However, his public career warrants a harsher judgment, and it is worth bidding farewell to the kind of aggressive, militarized foreign policy he championed, too. McCain was an unlikely leader of the Senate’s pro-war caucus. He suffered in the Vietnam War, which was both mistakenly and incompetently waged. He presciently opposed President Ronald Reagan’s disastrous intervention in the Lebanese civil war, was sometimes skeptical of U.S. involvement in the Balkans, criticized turning Somalia into an exercise in nation building, and denounced the Clinton administration’s plans to invade Haiti. These positions suggested a focus on both America’s interests and its capabilities. 

However, in his last few decades in the Senate, he turned into one of its most ferocious advocates of military intervention, almost irrespective of circumstance. McCain favored aggressive war against Serbia, an endless crusade to bring democracy to Afghanistan, the disastrous invasion of Iraq, the equally counterproductive destruction of Libya, a combat role in Syria’s horrific civil war, and military aid for Saudi Arabia in its brutal aggression against Yemen. 

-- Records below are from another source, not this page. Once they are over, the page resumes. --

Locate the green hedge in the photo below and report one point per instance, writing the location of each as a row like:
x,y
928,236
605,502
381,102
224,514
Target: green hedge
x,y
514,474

He recklessly promoted Georgia against Russia in those two countries’ short-lived war, advocated striking North Korea militarily, and sang about bombing Iran in a little ditty set to the Beach Boys’ “Barbara Ann.” He proposed creating a no-fly zone in Sudan and intervening in Nigeria against the Islamist terrorist group Boko Haram. Last year, he urged the Trump administration to “choose the Kurds” over Iran and Iraq, since for decades the United States “has protected them from attacks, both from within and outside Iraq.” Ukraine was a disappointment, causing him to lament: “I do not see a military option, and that is tragic.”

In other words, he tended to treat war as just another policy option, an answer to any number of problems, from the mundane to the monstrous, even when U.S. security was not seriously threatened. In most of the conflicts in which he favored involvement, U.S. intervention worsened the resulting humanitarian tragedy.